Coping with Syntactic Ambiguity or How to Put the Block in the Box on the Table

Sentences are far more ambiguous than one might have thought. There may be hundreds, perhaps thousands of syntatic parse trees for certain very natural sentences of English. This fact has been a major problem confronting natural language processing because it indicates that it may require a long time to construct a list of all the parse trees, and furthermore, it isn't clear what to do with the list once it has ben constructed. This list may be so numerous that it is probably not the most convenient representation for communication with the semantic and pragmatic processing modules.
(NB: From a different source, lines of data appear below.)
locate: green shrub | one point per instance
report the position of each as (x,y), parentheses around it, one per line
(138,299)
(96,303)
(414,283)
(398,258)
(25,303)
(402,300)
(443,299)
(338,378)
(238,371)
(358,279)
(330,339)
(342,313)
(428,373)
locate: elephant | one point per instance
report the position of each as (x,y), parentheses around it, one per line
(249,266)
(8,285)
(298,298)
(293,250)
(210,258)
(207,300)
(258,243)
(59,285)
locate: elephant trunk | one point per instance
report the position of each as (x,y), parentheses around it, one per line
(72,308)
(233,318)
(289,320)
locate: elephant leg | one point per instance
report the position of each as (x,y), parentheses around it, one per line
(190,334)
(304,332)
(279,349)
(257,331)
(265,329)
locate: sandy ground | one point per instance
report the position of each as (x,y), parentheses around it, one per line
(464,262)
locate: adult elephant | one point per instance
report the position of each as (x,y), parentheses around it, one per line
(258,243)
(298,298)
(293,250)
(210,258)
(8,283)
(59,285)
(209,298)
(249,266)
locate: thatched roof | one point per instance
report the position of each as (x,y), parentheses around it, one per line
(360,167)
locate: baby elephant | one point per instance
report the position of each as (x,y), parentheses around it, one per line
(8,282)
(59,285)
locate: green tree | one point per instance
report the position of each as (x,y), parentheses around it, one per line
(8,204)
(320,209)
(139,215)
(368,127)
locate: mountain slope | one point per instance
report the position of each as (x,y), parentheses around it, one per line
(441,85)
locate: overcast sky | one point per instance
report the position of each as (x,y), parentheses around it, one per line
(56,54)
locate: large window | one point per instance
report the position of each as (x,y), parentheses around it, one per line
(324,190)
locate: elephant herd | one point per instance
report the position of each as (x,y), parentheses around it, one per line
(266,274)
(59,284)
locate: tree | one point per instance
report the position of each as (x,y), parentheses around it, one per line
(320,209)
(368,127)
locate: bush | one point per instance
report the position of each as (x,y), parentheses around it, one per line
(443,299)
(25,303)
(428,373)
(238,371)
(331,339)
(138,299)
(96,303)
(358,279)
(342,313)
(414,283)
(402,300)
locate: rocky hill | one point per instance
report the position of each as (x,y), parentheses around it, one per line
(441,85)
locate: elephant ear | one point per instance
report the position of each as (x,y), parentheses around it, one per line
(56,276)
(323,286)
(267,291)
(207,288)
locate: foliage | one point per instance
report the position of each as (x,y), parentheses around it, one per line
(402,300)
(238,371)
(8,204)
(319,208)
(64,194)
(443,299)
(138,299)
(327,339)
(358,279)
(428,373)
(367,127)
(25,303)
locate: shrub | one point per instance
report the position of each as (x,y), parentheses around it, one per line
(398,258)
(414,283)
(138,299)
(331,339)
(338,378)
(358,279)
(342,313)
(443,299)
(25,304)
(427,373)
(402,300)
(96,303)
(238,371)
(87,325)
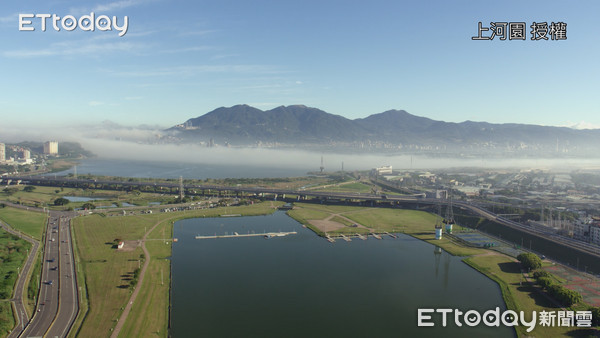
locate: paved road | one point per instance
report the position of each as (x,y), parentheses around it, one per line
(47,306)
(69,298)
(58,298)
(20,291)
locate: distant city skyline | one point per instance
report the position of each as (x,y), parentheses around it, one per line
(180,60)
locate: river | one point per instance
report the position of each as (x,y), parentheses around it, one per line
(303,286)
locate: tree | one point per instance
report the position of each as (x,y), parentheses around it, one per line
(595,315)
(545,282)
(541,273)
(11,190)
(529,260)
(88,206)
(61,201)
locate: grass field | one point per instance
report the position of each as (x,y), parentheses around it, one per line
(31,223)
(504,270)
(13,253)
(107,271)
(45,196)
(518,294)
(354,187)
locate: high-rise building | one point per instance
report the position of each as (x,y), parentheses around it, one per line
(51,147)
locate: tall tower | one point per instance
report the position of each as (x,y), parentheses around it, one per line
(51,148)
(321,167)
(449,219)
(181,194)
(438,223)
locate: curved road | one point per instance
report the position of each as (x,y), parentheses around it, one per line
(58,299)
(19,292)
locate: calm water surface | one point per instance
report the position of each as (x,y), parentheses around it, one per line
(304,286)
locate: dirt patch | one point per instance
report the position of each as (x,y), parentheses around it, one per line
(130,245)
(326,226)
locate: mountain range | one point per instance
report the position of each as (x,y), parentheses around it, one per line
(299,125)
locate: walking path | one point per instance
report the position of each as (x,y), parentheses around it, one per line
(19,291)
(125,313)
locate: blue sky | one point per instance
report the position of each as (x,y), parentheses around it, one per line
(181,59)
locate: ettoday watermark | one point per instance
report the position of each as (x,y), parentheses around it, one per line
(88,23)
(510,318)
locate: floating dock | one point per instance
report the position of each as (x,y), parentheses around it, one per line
(264,234)
(391,235)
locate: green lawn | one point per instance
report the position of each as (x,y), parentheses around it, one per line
(31,223)
(13,253)
(355,187)
(107,271)
(518,295)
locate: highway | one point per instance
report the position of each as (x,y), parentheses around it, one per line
(58,301)
(20,291)
(47,305)
(69,298)
(418,199)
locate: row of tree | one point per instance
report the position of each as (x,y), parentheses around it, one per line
(560,293)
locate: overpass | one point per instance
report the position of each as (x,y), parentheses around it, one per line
(304,194)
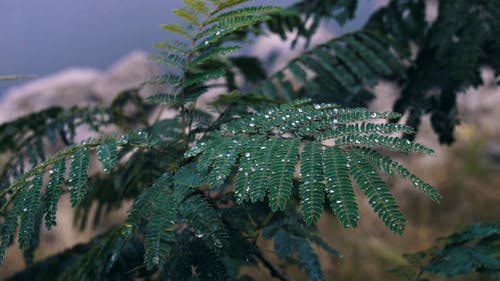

In this paper we propose some methods for dealing with syntactic ambiguity in ways that take advantage of certain regularities among the alternative parse trees. These regularities will be expressed as linear combinations of ATN networks, and also as sums and products of formal power series. We will suggest some ways that practical processor can take advantage of this modularity in order to deal more efficiently with combinatoric ambiguity. In particular, we will show how a processor can efficiently compute the ambiguity of an input sentence (or any portion thereof). Furthermore, we will show how to compile certain grammars into a form that can be processed more efficiently. In some cases, including the "every way ambiguous" grammar (e.g., conjunction, prepositional phrases, noun-noun modification), processing time will be reduced from O9n^3) to O(n). Finally, we will show how to uncompile certain highly optimized grammars into a form suitable for linguistic analysis.